Open a browser to http://localhost:8888 and you will see the Jupyter home page.

Once you have the Jupyter home page open, create a new Jupyter notebook using either Python 2 or Python 3.

In the first cell, run the following code. The result should be five integers randomly sampled from 0-999, but not necessarily the same as what’s below.

That’s it! Now you can start learning and experimenting with Spark!

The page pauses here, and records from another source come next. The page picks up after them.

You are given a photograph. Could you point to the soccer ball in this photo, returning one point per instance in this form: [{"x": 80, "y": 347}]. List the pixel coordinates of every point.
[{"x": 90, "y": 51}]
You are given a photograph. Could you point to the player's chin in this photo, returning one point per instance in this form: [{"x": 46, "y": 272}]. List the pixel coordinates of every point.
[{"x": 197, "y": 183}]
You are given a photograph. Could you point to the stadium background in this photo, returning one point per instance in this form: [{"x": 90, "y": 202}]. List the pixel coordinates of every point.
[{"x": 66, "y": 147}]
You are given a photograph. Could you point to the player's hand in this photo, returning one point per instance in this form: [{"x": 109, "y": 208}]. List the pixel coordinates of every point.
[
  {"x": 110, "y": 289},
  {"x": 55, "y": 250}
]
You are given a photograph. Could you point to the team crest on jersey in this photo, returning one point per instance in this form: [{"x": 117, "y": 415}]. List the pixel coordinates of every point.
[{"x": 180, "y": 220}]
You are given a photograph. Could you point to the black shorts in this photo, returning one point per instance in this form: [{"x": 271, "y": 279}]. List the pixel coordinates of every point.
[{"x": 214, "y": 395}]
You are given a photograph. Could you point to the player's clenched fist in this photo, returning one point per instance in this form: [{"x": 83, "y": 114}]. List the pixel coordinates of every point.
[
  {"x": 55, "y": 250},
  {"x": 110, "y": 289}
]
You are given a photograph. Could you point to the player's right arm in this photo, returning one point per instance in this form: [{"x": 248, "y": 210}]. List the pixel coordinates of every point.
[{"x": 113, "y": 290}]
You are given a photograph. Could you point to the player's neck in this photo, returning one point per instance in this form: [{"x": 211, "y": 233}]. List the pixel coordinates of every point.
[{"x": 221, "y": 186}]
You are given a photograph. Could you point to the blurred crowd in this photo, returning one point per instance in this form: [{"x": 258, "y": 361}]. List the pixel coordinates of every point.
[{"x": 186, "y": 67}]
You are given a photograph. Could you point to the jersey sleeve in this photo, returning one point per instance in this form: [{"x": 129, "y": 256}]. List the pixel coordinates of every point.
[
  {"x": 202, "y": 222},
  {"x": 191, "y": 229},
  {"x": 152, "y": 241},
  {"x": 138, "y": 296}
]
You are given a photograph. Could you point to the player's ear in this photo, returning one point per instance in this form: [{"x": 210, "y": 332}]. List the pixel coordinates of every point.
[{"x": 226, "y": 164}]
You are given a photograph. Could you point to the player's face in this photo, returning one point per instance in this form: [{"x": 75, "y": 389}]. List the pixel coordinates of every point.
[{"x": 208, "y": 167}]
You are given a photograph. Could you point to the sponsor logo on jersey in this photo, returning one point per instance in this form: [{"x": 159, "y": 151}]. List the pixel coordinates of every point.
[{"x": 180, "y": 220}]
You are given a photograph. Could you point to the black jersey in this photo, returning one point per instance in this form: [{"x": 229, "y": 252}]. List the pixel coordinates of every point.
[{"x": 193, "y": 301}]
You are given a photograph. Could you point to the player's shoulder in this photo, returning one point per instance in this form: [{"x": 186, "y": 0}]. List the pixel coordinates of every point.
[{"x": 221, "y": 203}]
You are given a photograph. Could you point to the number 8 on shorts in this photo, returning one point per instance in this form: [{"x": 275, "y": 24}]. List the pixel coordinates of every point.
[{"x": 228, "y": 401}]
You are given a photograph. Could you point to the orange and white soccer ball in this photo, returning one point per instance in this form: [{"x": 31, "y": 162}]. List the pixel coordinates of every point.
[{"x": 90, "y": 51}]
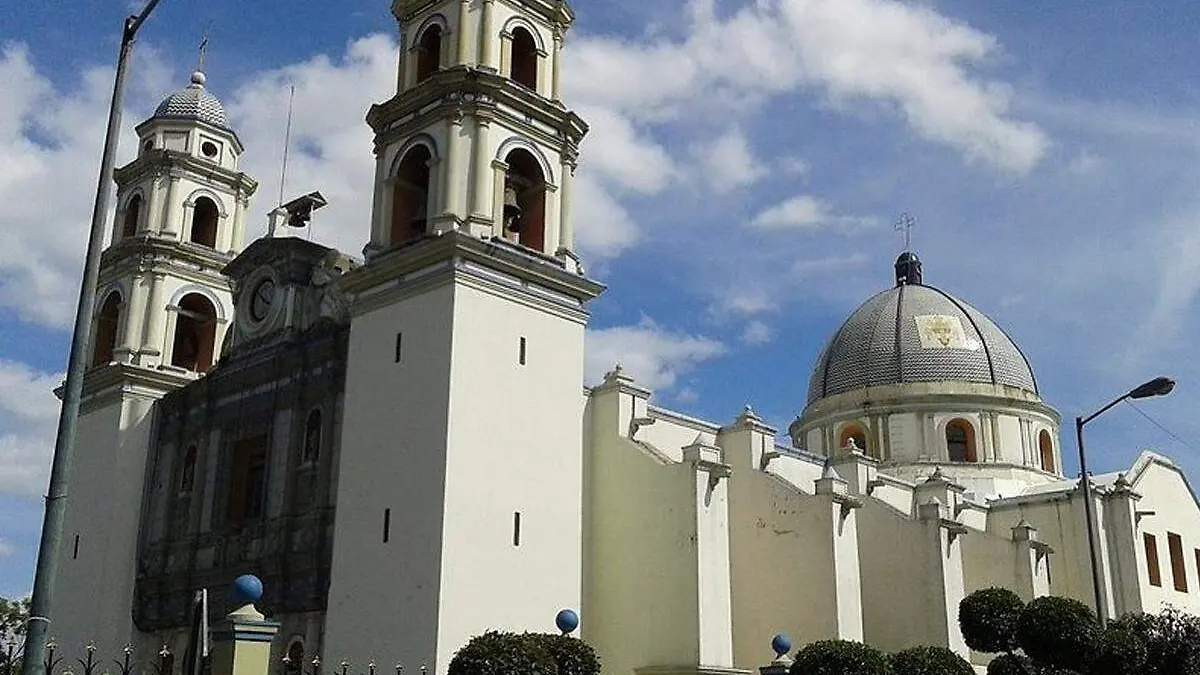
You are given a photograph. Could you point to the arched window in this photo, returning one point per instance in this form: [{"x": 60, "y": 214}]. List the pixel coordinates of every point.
[
  {"x": 525, "y": 58},
  {"x": 312, "y": 437},
  {"x": 196, "y": 330},
  {"x": 411, "y": 196},
  {"x": 526, "y": 187},
  {"x": 132, "y": 213},
  {"x": 852, "y": 432},
  {"x": 108, "y": 321},
  {"x": 1045, "y": 444},
  {"x": 294, "y": 659},
  {"x": 960, "y": 441},
  {"x": 429, "y": 53},
  {"x": 187, "y": 471},
  {"x": 205, "y": 216}
]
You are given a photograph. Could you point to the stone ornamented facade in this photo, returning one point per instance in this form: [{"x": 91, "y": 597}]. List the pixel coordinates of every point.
[{"x": 403, "y": 451}]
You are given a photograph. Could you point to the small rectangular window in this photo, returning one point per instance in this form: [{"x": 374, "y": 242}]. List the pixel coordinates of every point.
[
  {"x": 1179, "y": 568},
  {"x": 1156, "y": 577}
]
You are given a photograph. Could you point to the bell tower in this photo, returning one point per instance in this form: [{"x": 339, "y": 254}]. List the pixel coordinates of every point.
[
  {"x": 477, "y": 137},
  {"x": 163, "y": 305},
  {"x": 460, "y": 484}
]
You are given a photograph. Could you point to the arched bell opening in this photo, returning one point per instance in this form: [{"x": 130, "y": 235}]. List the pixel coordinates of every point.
[
  {"x": 960, "y": 441},
  {"x": 429, "y": 53},
  {"x": 411, "y": 196},
  {"x": 196, "y": 330},
  {"x": 108, "y": 321},
  {"x": 132, "y": 214},
  {"x": 525, "y": 199},
  {"x": 525, "y": 58},
  {"x": 205, "y": 216}
]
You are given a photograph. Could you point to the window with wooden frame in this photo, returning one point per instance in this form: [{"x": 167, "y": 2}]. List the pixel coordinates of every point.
[
  {"x": 1179, "y": 568},
  {"x": 1156, "y": 577}
]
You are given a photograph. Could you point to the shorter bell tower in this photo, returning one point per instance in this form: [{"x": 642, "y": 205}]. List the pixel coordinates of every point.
[
  {"x": 477, "y": 138},
  {"x": 163, "y": 310}
]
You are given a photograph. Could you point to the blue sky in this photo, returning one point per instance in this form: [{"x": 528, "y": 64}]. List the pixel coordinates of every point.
[{"x": 736, "y": 193}]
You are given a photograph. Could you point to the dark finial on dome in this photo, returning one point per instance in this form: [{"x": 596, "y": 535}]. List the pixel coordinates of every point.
[{"x": 909, "y": 269}]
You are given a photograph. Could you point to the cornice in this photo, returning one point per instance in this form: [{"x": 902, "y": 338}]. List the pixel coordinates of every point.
[
  {"x": 467, "y": 90},
  {"x": 172, "y": 162}
]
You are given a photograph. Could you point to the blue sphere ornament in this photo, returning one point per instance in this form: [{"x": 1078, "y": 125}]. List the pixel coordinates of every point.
[
  {"x": 567, "y": 621},
  {"x": 781, "y": 644},
  {"x": 247, "y": 589}
]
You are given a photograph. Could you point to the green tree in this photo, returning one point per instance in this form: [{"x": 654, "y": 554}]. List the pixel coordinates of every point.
[
  {"x": 1059, "y": 633},
  {"x": 929, "y": 661},
  {"x": 989, "y": 620},
  {"x": 840, "y": 657}
]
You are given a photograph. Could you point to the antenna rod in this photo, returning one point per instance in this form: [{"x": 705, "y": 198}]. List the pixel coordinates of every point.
[
  {"x": 37, "y": 626},
  {"x": 287, "y": 141}
]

Starting and stopping the Docker container

Note: these commands assume you used spark as the --name when you executed the docker run command above. If you used a different --name, substitue that for spark in the commands below.

Spark Download Mac Integrate Jupiter Fl

If you want to stop the Docker container from running in the background:

Jupyter Notebook Mac Os

To start the Docker container again:

To remove the Docker container altogether:

See the Docker docs for more information on these and more Docker commands.

Using the Docker jupyter/pyspark-notebook image enables a cross-platform (Mac, Windows, and Linux) way to quickly get started with Spark code in Python. If you have a Mac and don’t want to bother with Docker, another option to quickly get started with Spark is using Homebrew and Find spark. Check out the Find spark documentation for more details.

As you can see, Docker allows you to quickly get started using Apache Spark in a Jupyter iPython Notebook, regardless of what O/S you’re running. My hope is that you can use this approach to spend less time trying to install and configure Spark, and more time learning and experimenting with it. Best of luck!